Large Tech Companies Still Invade Consumer Data Security and Privacy

In Decenternet, News, Technology
data security and privacy

The implementation of the General Data Protection Regulation (GDPR) has its advantages and disadvantages.

Even if the GDPR has been enforced since May, many huge tech firms are still invading the consumers’ data security and privacy.  Several considerable efforts and acquiescences have been observed by regulators. However, consumers had the perception of being pushed or harassed at the same time by large enterprises into approving to business as always. This depicts a clear violation of the new regulations.

The GDPR’s objective is to rectify the alarming discrepancy of authority between large tech companies and the consumers.  It aims to provide the people with more governance over their data security and privacy. Giant firms will be held responsible for everything that they do with it. The new regulations supersede the 1995 Data
Protection Directive that mandated national legislature in each of the 28 European Union countries to be implemented. There will only be one rulebook for the largest data privacy queries, and big tech companies will now have one help desk rather than 28.
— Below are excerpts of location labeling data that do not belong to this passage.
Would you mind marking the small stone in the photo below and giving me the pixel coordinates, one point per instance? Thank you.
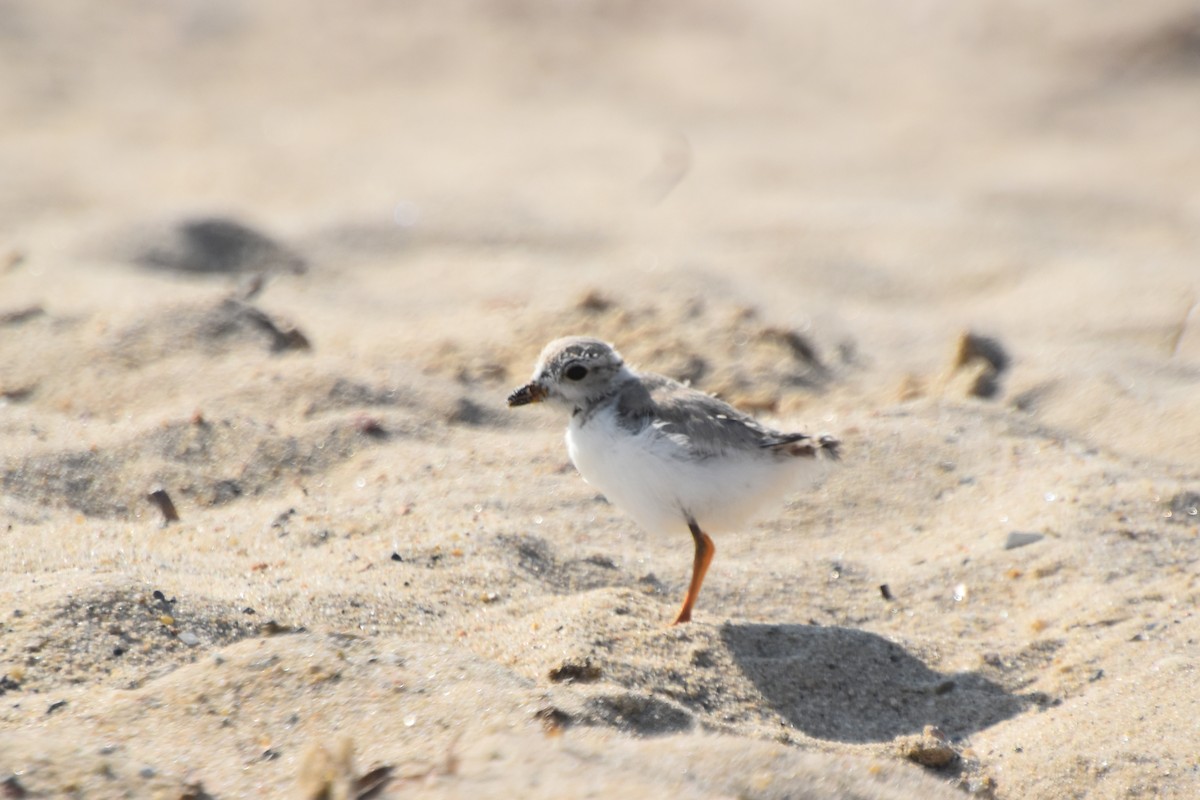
(1019, 539)
(928, 749)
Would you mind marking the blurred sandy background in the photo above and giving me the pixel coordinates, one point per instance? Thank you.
(283, 260)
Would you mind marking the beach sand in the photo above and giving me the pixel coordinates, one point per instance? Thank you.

Just like the old memorandum, the new guidelines necessitate that the procedures for personal data should be legal and fair. To legally process them, companies must identify the most suitable basis accordingly. The most usual approach is to acquire the data with the provided and notified permission of the owner.

A company can likewise have a lawful interest to use information if its only purpose is for pure business only and will not harm the data security and privacy of an individual. If for example, a person is ordering food from a restaurant, it is just right to provide his name, phone number, and full address for delivery. What is not right is if the restaurant shares or sells their customers’ information to other establishments.

Another condition of legal data processing concerns contracts between a company and client. When a consumer bought a product online, a contract has been established. However, in order for the contract to take effect, the consumer must provide his credit card information and delivery address for sending the merchandise.

Based on the new GDPR rules, a contract cannot be used as a basis to acquire permission for the owner of the information.  Some if not the most, it looks like companies depend on the take-it-or-leave-it contracts to confirm their quick data procedures. One of the large questions is the coverage to which a company can explain the gathering and utilization of enormous amounts of data in exchange for a “free” service.

Big companies are not only after data security and privacy. They also want to know where the user has been and what activities have been made. Google is one good example, and even if the location history is disabled, it can still track the users. This study which the Princeton University researchers confirmed has pissed the US legislators.

The controversy could impact up to two billion users of Android and Apple devices that utilize Google maps or search. Google gave away that it provided clear details of its tools and the instructions to turn them off.

“There are a number of different ways that Google may use location to improve people’s experience, including Location History, Web, and App Activity, and through device-level Location Services. We provide clear descriptions of these tools, and robust controls so people can turn them on or off, and delete their histories at any time,” Google said.